The IMF earlier urged central banks around the world to remain vigilant over inflationary pressures as elevated consumer prices could hang around longer in some countries due to global supply chain disruptions.

Dakila said monetary authorities would continue to be mindful of the risks to inflation and would remain ready to respond to potential second round effects.

“Before the assessment was that the balance of risks to inflation in 2022 was about even. But now we’re seeing that there is slightly on the upside for 2022. So that is something that bears watching and of course the main sources of the upside risk to inflation would be non-oil and weather and food and possible impact of supply-side shocks,” he said.

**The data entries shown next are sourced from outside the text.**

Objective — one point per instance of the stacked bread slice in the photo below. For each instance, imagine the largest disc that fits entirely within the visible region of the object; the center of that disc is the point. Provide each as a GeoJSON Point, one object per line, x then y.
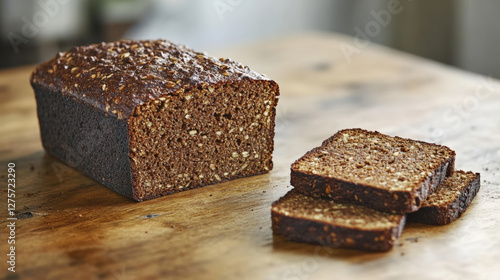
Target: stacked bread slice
{"type": "Point", "coordinates": [358, 188]}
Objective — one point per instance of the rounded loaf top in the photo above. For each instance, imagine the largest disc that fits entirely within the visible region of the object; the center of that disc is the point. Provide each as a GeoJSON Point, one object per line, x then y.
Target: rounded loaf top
{"type": "Point", "coordinates": [117, 77]}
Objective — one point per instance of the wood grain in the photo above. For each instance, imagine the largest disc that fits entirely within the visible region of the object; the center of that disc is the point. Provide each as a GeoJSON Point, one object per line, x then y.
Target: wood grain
{"type": "Point", "coordinates": [70, 227]}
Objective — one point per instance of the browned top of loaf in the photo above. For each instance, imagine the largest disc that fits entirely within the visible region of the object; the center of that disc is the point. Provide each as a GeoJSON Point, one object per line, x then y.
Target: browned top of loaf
{"type": "Point", "coordinates": [300, 206]}
{"type": "Point", "coordinates": [119, 76]}
{"type": "Point", "coordinates": [450, 190]}
{"type": "Point", "coordinates": [374, 159]}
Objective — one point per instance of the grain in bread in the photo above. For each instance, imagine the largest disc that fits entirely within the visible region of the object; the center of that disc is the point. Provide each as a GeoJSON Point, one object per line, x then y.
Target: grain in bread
{"type": "Point", "coordinates": [302, 218]}
{"type": "Point", "coordinates": [450, 200]}
{"type": "Point", "coordinates": [385, 173]}
{"type": "Point", "coordinates": [151, 118]}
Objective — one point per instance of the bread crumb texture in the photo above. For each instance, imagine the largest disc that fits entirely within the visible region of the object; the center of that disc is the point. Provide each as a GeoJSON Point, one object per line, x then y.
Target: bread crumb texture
{"type": "Point", "coordinates": [374, 159]}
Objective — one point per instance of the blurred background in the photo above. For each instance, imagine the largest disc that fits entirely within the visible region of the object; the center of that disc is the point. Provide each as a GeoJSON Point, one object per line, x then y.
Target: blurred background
{"type": "Point", "coordinates": [462, 33]}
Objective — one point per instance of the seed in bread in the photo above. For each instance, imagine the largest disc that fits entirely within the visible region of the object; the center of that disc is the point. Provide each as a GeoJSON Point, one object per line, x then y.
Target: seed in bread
{"type": "Point", "coordinates": [151, 118]}
{"type": "Point", "coordinates": [450, 200]}
{"type": "Point", "coordinates": [301, 218]}
{"type": "Point", "coordinates": [385, 173]}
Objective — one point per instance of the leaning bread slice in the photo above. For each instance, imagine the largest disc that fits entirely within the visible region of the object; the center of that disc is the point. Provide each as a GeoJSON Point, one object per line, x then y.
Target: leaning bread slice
{"type": "Point", "coordinates": [301, 218]}
{"type": "Point", "coordinates": [450, 199]}
{"type": "Point", "coordinates": [381, 172]}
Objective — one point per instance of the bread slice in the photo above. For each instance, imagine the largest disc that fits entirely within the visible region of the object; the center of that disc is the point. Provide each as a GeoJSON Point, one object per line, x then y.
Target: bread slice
{"type": "Point", "coordinates": [301, 218]}
{"type": "Point", "coordinates": [450, 199]}
{"type": "Point", "coordinates": [381, 172]}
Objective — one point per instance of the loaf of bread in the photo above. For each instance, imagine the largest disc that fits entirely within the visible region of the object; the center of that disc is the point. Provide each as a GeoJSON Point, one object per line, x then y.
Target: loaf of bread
{"type": "Point", "coordinates": [151, 118]}
{"type": "Point", "coordinates": [381, 172]}
{"type": "Point", "coordinates": [450, 200]}
{"type": "Point", "coordinates": [302, 218]}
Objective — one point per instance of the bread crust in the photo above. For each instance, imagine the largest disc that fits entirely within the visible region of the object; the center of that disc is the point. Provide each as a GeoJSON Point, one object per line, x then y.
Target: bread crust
{"type": "Point", "coordinates": [398, 202]}
{"type": "Point", "coordinates": [445, 214]}
{"type": "Point", "coordinates": [89, 97]}
{"type": "Point", "coordinates": [331, 235]}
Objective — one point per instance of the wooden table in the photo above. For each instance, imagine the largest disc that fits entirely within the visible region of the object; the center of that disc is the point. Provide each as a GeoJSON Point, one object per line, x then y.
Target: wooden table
{"type": "Point", "coordinates": [70, 227]}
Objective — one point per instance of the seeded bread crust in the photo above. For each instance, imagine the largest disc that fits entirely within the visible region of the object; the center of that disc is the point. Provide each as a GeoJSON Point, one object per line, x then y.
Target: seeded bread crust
{"type": "Point", "coordinates": [290, 224]}
{"type": "Point", "coordinates": [152, 118]}
{"type": "Point", "coordinates": [398, 202]}
{"type": "Point", "coordinates": [434, 212]}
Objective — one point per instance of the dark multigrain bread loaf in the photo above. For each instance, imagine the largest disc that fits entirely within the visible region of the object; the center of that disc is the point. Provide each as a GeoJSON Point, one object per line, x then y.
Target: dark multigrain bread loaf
{"type": "Point", "coordinates": [151, 118]}
{"type": "Point", "coordinates": [322, 221]}
{"type": "Point", "coordinates": [385, 173]}
{"type": "Point", "coordinates": [450, 200]}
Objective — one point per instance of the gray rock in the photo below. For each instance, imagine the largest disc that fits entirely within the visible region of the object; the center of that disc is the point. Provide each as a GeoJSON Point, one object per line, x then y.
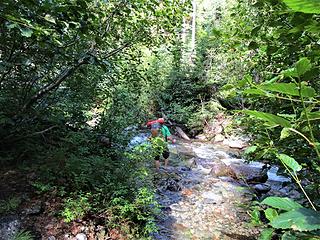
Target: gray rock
{"type": "Point", "coordinates": [250, 173]}
{"type": "Point", "coordinates": [35, 209]}
{"type": "Point", "coordinates": [212, 197]}
{"type": "Point", "coordinates": [262, 188]}
{"type": "Point", "coordinates": [81, 236]}
{"type": "Point", "coordinates": [9, 226]}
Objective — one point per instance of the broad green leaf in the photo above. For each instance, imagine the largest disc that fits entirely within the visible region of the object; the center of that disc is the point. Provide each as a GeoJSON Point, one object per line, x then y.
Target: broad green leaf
{"type": "Point", "coordinates": [303, 66]}
{"type": "Point", "coordinates": [227, 87]}
{"type": "Point", "coordinates": [275, 79]}
{"type": "Point", "coordinates": [285, 132]}
{"type": "Point", "coordinates": [288, 236]}
{"type": "Point", "coordinates": [311, 116]}
{"type": "Point", "coordinates": [270, 213]}
{"type": "Point", "coordinates": [11, 25]}
{"type": "Point", "coordinates": [266, 234]}
{"type": "Point", "coordinates": [273, 119]}
{"type": "Point", "coordinates": [250, 149]}
{"type": "Point", "coordinates": [305, 6]}
{"type": "Point", "coordinates": [26, 32]}
{"type": "Point", "coordinates": [289, 89]}
{"type": "Point", "coordinates": [289, 162]}
{"type": "Point", "coordinates": [281, 203]}
{"type": "Point", "coordinates": [255, 91]}
{"type": "Point", "coordinates": [301, 219]}
{"type": "Point", "coordinates": [49, 18]}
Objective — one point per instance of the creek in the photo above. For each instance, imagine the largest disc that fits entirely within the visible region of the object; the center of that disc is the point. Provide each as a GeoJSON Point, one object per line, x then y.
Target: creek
{"type": "Point", "coordinates": [207, 191]}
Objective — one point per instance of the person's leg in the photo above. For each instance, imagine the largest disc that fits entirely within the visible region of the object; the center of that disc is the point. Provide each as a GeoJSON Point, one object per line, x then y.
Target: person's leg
{"type": "Point", "coordinates": [157, 162]}
{"type": "Point", "coordinates": [166, 155]}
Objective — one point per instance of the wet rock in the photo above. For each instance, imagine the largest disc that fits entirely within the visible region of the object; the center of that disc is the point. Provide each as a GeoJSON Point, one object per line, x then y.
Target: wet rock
{"type": "Point", "coordinates": [234, 143]}
{"type": "Point", "coordinates": [212, 197]}
{"type": "Point", "coordinates": [262, 188]}
{"type": "Point", "coordinates": [250, 174]}
{"type": "Point", "coordinates": [9, 226]}
{"type": "Point", "coordinates": [220, 169]}
{"type": "Point", "coordinates": [81, 236]}
{"type": "Point", "coordinates": [35, 209]}
{"type": "Point", "coordinates": [173, 185]}
{"type": "Point", "coordinates": [201, 137]}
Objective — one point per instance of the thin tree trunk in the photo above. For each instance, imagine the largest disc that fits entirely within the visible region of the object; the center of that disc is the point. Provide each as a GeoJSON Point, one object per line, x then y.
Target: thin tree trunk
{"type": "Point", "coordinates": [193, 36]}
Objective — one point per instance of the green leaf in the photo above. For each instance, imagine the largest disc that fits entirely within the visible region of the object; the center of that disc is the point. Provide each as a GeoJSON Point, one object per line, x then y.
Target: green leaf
{"type": "Point", "coordinates": [289, 89]}
{"type": "Point", "coordinates": [285, 132]}
{"type": "Point", "coordinates": [49, 18]}
{"type": "Point", "coordinates": [281, 203]}
{"type": "Point", "coordinates": [305, 6]}
{"type": "Point", "coordinates": [26, 32]}
{"type": "Point", "coordinates": [270, 213]}
{"type": "Point", "coordinates": [288, 236]}
{"type": "Point", "coordinates": [255, 91]}
{"type": "Point", "coordinates": [301, 219]}
{"type": "Point", "coordinates": [311, 115]}
{"type": "Point", "coordinates": [250, 149]}
{"type": "Point", "coordinates": [291, 72]}
{"type": "Point", "coordinates": [266, 234]}
{"type": "Point", "coordinates": [303, 66]}
{"type": "Point", "coordinates": [227, 87]}
{"type": "Point", "coordinates": [273, 119]}
{"type": "Point", "coordinates": [289, 162]}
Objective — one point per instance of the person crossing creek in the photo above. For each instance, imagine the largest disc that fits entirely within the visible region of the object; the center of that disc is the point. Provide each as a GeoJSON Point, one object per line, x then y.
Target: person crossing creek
{"type": "Point", "coordinates": [160, 135]}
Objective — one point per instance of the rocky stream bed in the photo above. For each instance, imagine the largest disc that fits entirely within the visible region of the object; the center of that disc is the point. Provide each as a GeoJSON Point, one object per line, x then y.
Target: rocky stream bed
{"type": "Point", "coordinates": [205, 193]}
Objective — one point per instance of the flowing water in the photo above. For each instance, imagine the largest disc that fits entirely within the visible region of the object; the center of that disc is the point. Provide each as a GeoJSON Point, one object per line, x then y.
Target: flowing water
{"type": "Point", "coordinates": [198, 205]}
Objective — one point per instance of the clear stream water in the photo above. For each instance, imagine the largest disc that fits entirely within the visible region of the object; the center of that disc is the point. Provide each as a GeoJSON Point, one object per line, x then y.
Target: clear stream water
{"type": "Point", "coordinates": [198, 205]}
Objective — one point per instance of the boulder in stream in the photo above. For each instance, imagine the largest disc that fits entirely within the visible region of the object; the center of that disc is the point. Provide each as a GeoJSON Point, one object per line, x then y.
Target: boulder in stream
{"type": "Point", "coordinates": [9, 226]}
{"type": "Point", "coordinates": [220, 169]}
{"type": "Point", "coordinates": [250, 173]}
{"type": "Point", "coordinates": [262, 188]}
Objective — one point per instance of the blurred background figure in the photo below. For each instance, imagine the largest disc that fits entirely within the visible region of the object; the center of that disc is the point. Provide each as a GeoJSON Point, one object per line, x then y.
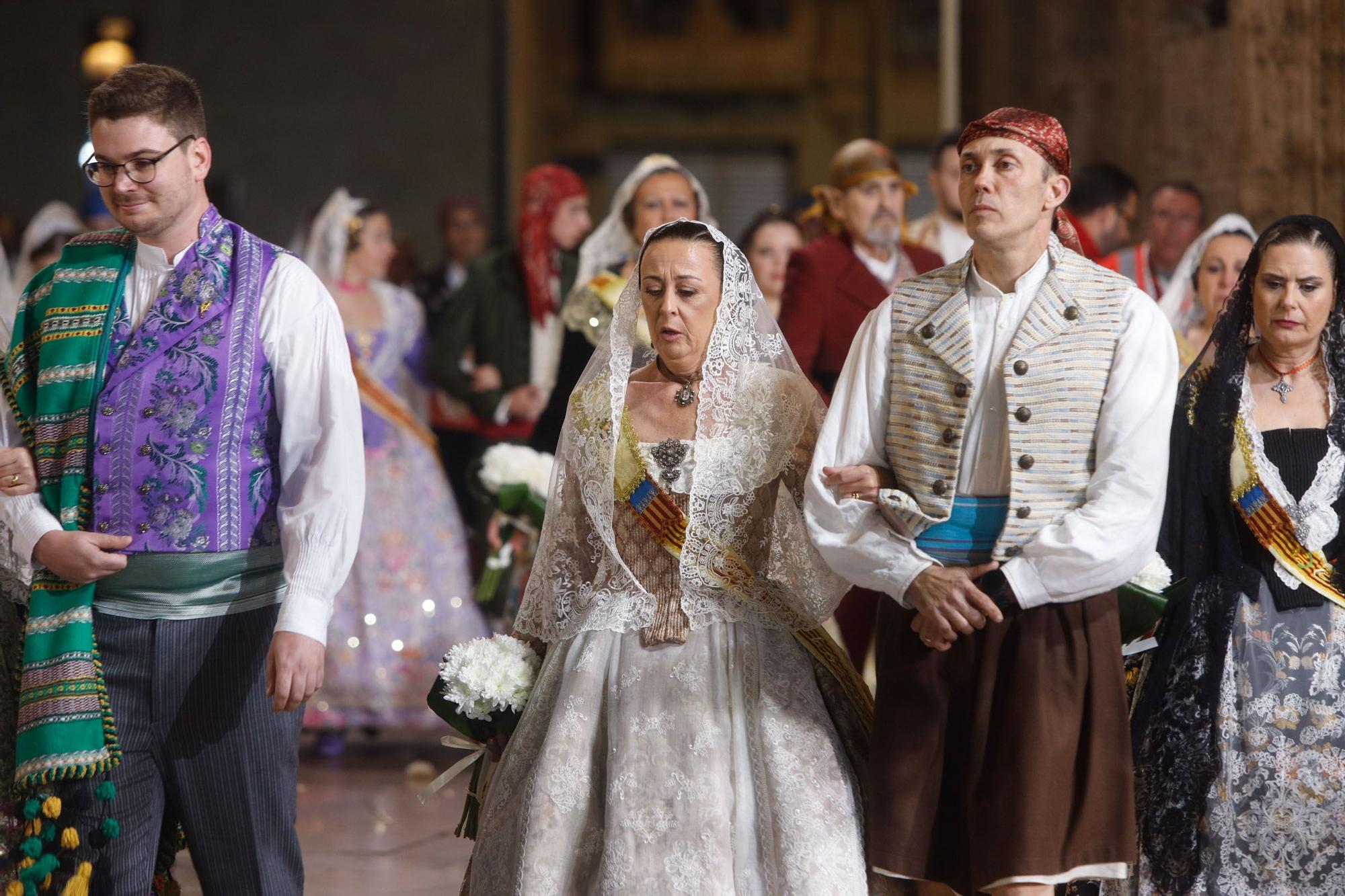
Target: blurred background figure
{"type": "Point", "coordinates": [944, 232]}
{"type": "Point", "coordinates": [657, 190]}
{"type": "Point", "coordinates": [44, 239]}
{"type": "Point", "coordinates": [831, 287]}
{"type": "Point", "coordinates": [462, 229]}
{"type": "Point", "coordinates": [835, 282]}
{"type": "Point", "coordinates": [769, 243]}
{"type": "Point", "coordinates": [1102, 205]}
{"type": "Point", "coordinates": [500, 350]}
{"type": "Point", "coordinates": [410, 595]}
{"type": "Point", "coordinates": [1176, 216]}
{"type": "Point", "coordinates": [1204, 278]}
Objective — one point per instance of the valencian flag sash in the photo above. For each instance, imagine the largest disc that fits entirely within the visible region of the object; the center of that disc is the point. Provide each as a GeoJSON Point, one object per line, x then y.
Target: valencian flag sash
{"type": "Point", "coordinates": [1272, 524]}
{"type": "Point", "coordinates": [660, 516]}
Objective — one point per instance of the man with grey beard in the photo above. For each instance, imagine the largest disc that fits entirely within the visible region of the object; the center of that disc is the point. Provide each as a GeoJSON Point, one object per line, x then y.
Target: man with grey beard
{"type": "Point", "coordinates": [833, 284]}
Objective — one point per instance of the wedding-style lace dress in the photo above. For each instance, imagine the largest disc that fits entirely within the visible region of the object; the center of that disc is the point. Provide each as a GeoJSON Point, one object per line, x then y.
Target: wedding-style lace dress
{"type": "Point", "coordinates": [703, 767]}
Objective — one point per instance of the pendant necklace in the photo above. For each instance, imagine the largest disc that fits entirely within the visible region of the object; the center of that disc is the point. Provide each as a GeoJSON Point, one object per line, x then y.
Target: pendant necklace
{"type": "Point", "coordinates": [1282, 388]}
{"type": "Point", "coordinates": [685, 395]}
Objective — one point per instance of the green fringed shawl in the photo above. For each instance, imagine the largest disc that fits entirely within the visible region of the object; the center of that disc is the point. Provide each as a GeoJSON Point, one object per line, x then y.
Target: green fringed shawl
{"type": "Point", "coordinates": [52, 378]}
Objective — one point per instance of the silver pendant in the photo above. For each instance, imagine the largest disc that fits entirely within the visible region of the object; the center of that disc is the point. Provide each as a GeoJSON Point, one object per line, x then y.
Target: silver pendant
{"type": "Point", "coordinates": [1282, 389]}
{"type": "Point", "coordinates": [669, 455]}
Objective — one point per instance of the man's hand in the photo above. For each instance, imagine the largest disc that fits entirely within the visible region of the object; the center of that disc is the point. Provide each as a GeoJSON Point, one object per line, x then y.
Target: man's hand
{"type": "Point", "coordinates": [81, 556]}
{"type": "Point", "coordinates": [527, 403]}
{"type": "Point", "coordinates": [18, 475]}
{"type": "Point", "coordinates": [294, 669]}
{"type": "Point", "coordinates": [949, 603]}
{"type": "Point", "coordinates": [859, 483]}
{"type": "Point", "coordinates": [486, 378]}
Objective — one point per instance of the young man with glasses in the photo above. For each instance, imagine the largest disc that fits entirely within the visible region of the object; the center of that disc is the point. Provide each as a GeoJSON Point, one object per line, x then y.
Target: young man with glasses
{"type": "Point", "coordinates": [188, 395]}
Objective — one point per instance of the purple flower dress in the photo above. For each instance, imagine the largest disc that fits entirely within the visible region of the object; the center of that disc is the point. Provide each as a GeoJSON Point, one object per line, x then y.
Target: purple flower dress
{"type": "Point", "coordinates": [410, 595]}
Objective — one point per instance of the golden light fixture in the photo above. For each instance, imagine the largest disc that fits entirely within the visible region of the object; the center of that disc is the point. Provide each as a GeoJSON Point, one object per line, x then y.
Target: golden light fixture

After emerging from the pandemic-induced recession, the country recorded a faster-than-expected GDP expansion of 7.1 percent in the third quarter.

“The higher- than-expected third quarter GDP number is something that should be taken as the economy is on track toward significant recovery over the next few quarters and this will be supported by the gradual easing of quarantine measures across the country,” Dakila said.

He said the country could go back to pre-COVID levels in economic activities by the second half of next year as the BSP has maintained an accommodative monetary policy stance by keeping interest rates at record lows since November last year.

Monetary Board Member Bruce Tolentino said the BSP continued to look at prices and inflation in a way that how prices affect all Filipinos and not just a segment of Filipinos, but the entire value chain.

Tolentino said 47 percent of overall inflation in 2021 was due to food, in particular the price of pork.

For his part, ING Bank Manila senior economist Nicholas Mapa said recent inflation trends suggest that the elevated price pressures have faded somewhat as supply-side measures to address food shortages, take hold.

“Slightly slower inflation gives the central bank some breathing room to retain accommodation for now, however, a surprise pickup in economic growth opens the door for possible adjustments down the road,” Mapa said.